Description

Patients in need of OR for CAAs will be placed in this prospective, non-randomized, single center, data collection study. Choice of the prosthetic graft and configuration will be based on surgeon's preference and extent of the disease. OR will be performed by vascular surgeons at Mayo Clinic, Rochester, assuming no difference in surgical techniques.

Demographics, clinical presentation, preoperative clinical and imaging assessment, intraoperative information, length of ICU stay and hospitalization, early and late mortality, major adverse events (MAEs), reintervention, rupture and QoL at different postoperative time points (4 months, 1 year, 3 years and 5 years) will be recorded according to well-designed case report forms (CRFs) and SF-36 form. Follow-up information will be obtained from office visits or mailing questionnaires (SF-36 form and CAA-specific questionnaire).

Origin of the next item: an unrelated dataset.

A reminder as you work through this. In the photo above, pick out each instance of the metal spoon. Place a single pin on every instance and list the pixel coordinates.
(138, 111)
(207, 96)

Patients will be asked to fill out the SF-36 forms preoperatively, and along with the CAA-specific questionnaire at 4 months, 1 year, 3 years and 5 years post-operatively. Physician assistants or study coordinators will interview all patients prior to treatment (during office evaluation). The follow-up assessments will be conducted by questionnaires (SF-36 and CAA-specific questionnaire) and office visits as well. If no response in 6 weeks after sending out questionnaires at each time point, telephone interview will be followed.